= Hilda Mary Lazarus =

Indian physician

Hilda Mary Lazarus CBE, MStJ, MRCS, FRCSE (23 January 1890 - died 1978) was a Christian missionary and popular gynecologist and obstetrician in India. She was Principal of Andhra Medical College and Superintendent of King George Hospital at Visakhapatnam. She was also the first Indian director of Christian Medical College and Hospital at Vellore.

==Early life==
Hilda was born on 23 January 1890 in Visakhapatnam in southern India. Her grandparents converted to Christianity in the early 19th century, abandoning their Brahmin identity. She was one of nine surviving children born to Eliza and Daniel Lazarus. Her father was a highly regarded Christian educator and author. She joined CBM high school for her primary education.

==Medical training==
At the Madras University Lazarus completed a B.A. before obtaining her medical degree from the Madras Medical College and winning a gold medal for outstanding work in Midwifery. She later went to England to qualify for a medical degree and spent many years for several courses in medicine. In the United Kingdom, she passed medical examinations in London and Dublin. She obtained membership in the Royal College of Surgeons and a specialization in obstetrics and gynecology. She was appointed to the Women's Medical Service (WMS) in India, the first Indian woman to obtain such an appointment. She was in government medical service from 1917 to 1947.

==Return to India==
Lazarus entered her career with the WMS by serving briefly at Lady Hardinge Medical College and Hospital, New Delhi. Established under government auspices in 1916 as the only fully professional medical college in India concerned exclusively with the training of women, Lady Hardinge was open to qualified students from all religious backgrounds. Lady Hardinge Medical College was thus unique within India, and it was to this institution that Lazarus returned in triumph in 1940 as its first Indian principal.

During the years that intervened, she worked in various parts of India, superintending hospitals, training nurses and midwives, and taking other steps to improve the quality of medical services for women and children. In addition to broadening her professional horizons and areas of expertise, these years also led her to acquire facility in several new Indian languages in addition to the Telugu and Sanskrit that she had learned in childhood, along with English.

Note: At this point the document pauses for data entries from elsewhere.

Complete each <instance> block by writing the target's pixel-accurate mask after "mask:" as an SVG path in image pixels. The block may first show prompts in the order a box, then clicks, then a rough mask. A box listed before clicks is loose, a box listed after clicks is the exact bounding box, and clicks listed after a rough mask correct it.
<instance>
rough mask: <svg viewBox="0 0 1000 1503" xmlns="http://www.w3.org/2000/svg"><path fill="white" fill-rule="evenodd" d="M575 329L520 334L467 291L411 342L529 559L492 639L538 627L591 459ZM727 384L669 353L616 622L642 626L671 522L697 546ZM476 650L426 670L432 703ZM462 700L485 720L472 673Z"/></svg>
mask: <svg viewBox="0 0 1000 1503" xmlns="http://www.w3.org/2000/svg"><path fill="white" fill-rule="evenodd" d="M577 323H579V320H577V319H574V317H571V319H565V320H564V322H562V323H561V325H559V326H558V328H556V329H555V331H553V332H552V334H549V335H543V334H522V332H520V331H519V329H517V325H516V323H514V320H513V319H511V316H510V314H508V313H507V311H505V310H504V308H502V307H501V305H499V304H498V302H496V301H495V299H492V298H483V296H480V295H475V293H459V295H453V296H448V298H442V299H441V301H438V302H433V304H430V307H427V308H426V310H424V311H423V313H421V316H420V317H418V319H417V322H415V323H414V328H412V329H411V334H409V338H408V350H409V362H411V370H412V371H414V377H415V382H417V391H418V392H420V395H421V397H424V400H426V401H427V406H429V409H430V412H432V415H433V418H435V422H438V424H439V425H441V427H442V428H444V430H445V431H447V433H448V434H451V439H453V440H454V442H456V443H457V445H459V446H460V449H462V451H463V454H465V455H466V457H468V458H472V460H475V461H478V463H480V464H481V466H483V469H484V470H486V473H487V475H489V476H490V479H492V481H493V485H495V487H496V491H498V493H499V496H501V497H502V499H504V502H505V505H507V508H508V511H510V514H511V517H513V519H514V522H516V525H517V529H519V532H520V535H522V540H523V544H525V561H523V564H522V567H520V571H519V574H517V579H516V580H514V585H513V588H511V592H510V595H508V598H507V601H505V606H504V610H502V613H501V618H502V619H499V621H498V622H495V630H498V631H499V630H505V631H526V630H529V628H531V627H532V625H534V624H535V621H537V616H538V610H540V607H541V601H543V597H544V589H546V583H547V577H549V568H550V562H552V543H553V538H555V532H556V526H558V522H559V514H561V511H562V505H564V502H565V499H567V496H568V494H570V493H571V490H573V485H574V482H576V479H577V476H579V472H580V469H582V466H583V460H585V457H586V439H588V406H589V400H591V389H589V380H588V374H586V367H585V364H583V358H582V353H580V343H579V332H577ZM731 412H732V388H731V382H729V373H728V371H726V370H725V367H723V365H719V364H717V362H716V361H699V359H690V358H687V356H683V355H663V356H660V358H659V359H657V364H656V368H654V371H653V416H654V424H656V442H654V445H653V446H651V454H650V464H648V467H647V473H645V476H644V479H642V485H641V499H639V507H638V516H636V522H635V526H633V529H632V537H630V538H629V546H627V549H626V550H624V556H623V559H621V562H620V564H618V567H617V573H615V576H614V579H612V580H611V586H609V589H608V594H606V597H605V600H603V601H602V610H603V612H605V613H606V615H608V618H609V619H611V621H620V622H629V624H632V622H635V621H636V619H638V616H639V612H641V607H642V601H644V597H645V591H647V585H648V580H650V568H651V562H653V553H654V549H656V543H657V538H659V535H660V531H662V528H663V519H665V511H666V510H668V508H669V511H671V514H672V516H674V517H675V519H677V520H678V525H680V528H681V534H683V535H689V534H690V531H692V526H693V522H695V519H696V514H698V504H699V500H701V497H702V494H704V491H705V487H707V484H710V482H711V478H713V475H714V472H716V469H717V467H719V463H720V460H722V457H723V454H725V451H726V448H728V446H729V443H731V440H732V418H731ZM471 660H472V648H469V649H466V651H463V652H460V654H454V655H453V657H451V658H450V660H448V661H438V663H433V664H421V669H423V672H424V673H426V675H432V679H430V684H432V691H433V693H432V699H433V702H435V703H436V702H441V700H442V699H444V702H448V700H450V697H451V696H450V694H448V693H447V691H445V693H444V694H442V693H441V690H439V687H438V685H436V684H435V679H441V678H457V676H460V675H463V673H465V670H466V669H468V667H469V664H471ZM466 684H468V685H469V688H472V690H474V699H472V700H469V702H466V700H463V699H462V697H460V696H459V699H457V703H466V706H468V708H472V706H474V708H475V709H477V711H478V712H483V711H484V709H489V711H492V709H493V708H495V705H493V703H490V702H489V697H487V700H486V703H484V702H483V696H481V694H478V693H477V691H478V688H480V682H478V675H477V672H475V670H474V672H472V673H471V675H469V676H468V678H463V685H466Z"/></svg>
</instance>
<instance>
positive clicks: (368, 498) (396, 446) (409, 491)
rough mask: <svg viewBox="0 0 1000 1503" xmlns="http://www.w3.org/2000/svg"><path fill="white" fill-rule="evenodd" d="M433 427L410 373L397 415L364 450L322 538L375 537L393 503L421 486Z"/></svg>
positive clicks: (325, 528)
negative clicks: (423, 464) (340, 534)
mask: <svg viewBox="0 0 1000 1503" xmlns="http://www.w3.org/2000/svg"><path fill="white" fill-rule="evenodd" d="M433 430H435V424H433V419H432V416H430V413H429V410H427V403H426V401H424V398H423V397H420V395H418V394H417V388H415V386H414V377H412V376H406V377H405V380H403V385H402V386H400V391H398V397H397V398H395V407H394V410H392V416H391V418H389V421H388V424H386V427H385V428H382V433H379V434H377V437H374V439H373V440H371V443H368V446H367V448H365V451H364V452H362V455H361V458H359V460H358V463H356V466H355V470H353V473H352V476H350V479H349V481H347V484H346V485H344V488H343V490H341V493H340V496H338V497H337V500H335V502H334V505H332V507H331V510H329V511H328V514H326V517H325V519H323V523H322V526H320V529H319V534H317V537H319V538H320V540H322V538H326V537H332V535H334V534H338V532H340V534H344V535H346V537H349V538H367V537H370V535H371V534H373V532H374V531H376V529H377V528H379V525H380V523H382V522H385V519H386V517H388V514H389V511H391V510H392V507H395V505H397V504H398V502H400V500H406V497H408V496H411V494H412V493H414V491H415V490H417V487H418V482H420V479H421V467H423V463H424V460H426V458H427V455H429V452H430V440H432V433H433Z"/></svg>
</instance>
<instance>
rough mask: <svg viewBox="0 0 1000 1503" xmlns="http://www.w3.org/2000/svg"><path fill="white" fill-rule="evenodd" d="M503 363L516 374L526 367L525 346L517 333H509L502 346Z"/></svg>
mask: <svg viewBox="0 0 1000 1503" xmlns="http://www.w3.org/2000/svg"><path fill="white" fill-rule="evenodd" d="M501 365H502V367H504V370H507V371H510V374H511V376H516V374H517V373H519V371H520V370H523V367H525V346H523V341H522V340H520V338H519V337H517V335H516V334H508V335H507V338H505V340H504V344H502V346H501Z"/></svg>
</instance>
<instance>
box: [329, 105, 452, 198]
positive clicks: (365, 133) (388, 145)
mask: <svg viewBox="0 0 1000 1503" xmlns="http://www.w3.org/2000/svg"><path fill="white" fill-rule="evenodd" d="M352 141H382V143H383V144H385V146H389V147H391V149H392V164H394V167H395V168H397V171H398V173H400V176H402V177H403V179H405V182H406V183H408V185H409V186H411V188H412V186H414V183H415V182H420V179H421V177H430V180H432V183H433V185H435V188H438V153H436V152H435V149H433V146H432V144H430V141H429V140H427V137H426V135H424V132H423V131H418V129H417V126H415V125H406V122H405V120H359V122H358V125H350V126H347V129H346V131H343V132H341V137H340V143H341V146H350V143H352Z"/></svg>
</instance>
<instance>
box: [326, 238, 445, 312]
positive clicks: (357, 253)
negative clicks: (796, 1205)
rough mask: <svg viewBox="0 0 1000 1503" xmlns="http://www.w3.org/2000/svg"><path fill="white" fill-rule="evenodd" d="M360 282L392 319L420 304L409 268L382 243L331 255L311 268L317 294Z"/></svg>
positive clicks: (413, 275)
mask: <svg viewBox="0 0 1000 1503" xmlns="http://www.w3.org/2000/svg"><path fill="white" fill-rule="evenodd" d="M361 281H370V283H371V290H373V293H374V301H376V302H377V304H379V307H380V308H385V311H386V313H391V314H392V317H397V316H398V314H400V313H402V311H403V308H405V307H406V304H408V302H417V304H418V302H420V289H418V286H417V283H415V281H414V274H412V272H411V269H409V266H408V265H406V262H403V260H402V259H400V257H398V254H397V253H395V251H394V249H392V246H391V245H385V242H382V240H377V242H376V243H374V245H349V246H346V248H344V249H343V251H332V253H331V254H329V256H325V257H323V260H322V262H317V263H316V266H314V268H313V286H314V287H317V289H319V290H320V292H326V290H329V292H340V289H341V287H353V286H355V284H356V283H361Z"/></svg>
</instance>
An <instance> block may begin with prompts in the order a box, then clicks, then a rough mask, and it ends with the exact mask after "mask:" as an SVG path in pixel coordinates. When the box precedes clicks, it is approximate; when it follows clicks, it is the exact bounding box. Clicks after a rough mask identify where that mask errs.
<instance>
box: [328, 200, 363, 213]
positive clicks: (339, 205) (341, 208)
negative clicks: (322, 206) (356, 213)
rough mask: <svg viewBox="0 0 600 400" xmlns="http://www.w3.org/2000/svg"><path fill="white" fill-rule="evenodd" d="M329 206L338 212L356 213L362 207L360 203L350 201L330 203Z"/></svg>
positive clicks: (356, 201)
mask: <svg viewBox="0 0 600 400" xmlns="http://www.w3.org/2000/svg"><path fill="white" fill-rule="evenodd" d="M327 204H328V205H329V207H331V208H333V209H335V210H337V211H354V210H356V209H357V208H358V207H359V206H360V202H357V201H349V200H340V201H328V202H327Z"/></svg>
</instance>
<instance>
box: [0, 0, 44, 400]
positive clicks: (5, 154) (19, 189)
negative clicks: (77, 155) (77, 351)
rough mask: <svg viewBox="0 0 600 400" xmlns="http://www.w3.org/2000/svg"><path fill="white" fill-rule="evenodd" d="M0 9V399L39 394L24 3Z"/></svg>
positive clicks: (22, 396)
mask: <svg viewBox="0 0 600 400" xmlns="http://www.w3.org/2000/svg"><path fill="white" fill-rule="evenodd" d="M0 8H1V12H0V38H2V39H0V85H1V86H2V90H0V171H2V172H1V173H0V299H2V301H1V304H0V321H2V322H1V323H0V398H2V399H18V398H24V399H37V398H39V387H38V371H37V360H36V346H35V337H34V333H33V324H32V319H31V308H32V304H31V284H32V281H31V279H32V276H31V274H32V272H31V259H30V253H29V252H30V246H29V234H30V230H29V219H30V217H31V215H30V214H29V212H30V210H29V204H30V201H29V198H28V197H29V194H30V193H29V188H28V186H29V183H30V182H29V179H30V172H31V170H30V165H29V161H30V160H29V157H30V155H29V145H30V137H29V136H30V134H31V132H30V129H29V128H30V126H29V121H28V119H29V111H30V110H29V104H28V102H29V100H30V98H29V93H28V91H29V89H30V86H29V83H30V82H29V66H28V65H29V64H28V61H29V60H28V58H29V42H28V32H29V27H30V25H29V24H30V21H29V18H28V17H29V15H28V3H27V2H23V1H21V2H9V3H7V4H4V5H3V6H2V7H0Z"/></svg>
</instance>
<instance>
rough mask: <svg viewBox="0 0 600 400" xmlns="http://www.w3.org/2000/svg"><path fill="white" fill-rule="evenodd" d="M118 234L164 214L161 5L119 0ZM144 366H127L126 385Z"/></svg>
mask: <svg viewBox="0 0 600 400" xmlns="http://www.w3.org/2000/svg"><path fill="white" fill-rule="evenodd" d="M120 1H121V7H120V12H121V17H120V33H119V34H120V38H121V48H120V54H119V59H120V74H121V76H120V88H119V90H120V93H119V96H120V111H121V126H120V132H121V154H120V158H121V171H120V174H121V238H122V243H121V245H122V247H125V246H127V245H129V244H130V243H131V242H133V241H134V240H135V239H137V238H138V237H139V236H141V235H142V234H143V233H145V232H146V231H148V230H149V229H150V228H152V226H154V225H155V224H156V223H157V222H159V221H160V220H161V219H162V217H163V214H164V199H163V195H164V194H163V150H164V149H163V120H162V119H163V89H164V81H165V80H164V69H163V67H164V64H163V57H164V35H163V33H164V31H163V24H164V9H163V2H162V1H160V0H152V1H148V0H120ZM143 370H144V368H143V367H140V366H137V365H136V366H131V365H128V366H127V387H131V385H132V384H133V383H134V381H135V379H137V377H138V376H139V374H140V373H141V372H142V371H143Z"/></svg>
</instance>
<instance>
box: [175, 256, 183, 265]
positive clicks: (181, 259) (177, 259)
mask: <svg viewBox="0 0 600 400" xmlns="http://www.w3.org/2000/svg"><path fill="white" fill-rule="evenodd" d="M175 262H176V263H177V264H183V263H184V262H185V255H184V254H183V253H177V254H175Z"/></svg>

She wrote a book based on her experiences in England and served as the Director of Vellore Medical College between 1948 and 1954 and Chief Medical Officer at the Vellore hospital. She served for some time in the Government General Hospital, Madras. In Visakhapatnam, she served as Principal of Andhra Medical College and Superintendent of King George's Hospital. There is a Lazarus ward in the Government Victoria Hospital for Women and Child, where she also served.

==Awards==
Lazarus was appointed a Serving Sister (Member) of the Venerable Order of St. John by King George VI in January 1941, and was awarded the Kaisar-i-Hind Gold Medal in the British government's 1942 Birthday Honours list. She was further appointed a Commander of the Order of the British Empire, Civil Division (CBE) in the 1946 Birthday Honours list. In 1961, the Government of India honored her with the Padma Shri award for her services.